One of the toughest tasks I ever faced was buying a Mother's Day card for my mom. You see, I didn't love her. So those heartfelt Hallmark fluffy bunny cards seemed hypocritical to me.
When I got old enough to be independent of my mom, and more savvy about the world, I would just go into the store and choose the first card in the first row, and just sign it without even looking at the text.
Mom taught me how to read and write when I was three. She was a public school teacher who was thwarted by her bad health and was unable to work.
Her bad health was bipolar disorder.
When I was two she had her first major breakdown requiring hospitalization. I don't remember what she did during that episode, but judging by how she like to discipline with her fists and/or a paddle, she may have hurt me. Certainly in subsequent episodes of mania she hurt my sister and my father, and once threatened my life.

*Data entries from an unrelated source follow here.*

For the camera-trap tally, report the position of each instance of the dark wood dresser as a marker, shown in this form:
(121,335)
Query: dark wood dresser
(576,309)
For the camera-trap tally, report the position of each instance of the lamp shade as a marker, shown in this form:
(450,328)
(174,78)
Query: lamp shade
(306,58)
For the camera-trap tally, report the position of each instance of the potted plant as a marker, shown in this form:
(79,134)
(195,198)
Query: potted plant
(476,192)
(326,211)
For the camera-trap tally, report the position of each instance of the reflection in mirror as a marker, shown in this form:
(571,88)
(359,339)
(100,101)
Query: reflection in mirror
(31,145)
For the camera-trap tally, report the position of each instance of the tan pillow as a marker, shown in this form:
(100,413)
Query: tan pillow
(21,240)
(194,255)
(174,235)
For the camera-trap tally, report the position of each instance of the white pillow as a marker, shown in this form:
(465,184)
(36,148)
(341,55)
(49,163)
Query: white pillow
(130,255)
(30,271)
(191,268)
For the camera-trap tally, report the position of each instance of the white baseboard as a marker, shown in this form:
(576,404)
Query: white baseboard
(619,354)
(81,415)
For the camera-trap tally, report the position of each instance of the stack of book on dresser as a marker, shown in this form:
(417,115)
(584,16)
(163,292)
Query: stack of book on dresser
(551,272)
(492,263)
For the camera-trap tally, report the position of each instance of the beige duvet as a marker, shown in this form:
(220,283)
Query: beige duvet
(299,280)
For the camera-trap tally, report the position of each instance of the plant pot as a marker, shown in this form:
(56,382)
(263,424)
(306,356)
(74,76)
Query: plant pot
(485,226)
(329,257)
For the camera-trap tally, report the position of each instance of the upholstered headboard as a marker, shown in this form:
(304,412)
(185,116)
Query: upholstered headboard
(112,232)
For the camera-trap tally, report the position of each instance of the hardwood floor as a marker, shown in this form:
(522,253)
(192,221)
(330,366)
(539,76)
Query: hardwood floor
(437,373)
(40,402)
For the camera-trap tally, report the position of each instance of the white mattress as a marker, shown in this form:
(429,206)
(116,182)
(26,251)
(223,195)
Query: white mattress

Mom's bipolar disorder was complicated by her upbringing. Her parents hated each other, and she was in fact a "love child" born of an extramarital relationship. The father who raised her, in short, was not her father. He was a nasty racist with an awful temper, but so, apparently, was the man who was my mom's biological dad. Mom grew up to be a nasty racist with an awful temper.
Growing up, I made one vow. I would not be the kind of mother that fate dealt me.
Having raised two daughters of my own now, the youngest an incredible 20, I think I know the glitch that made parenting so hard for my mother. I don't think she looked at me as a person. I had to be what she wanted, which early on was a Shirley Temple doll, and later on was a show-off prodigy. Seems like I was always performing on demand, usually at family gatherings as my cousins smirked and the adults studied their feet.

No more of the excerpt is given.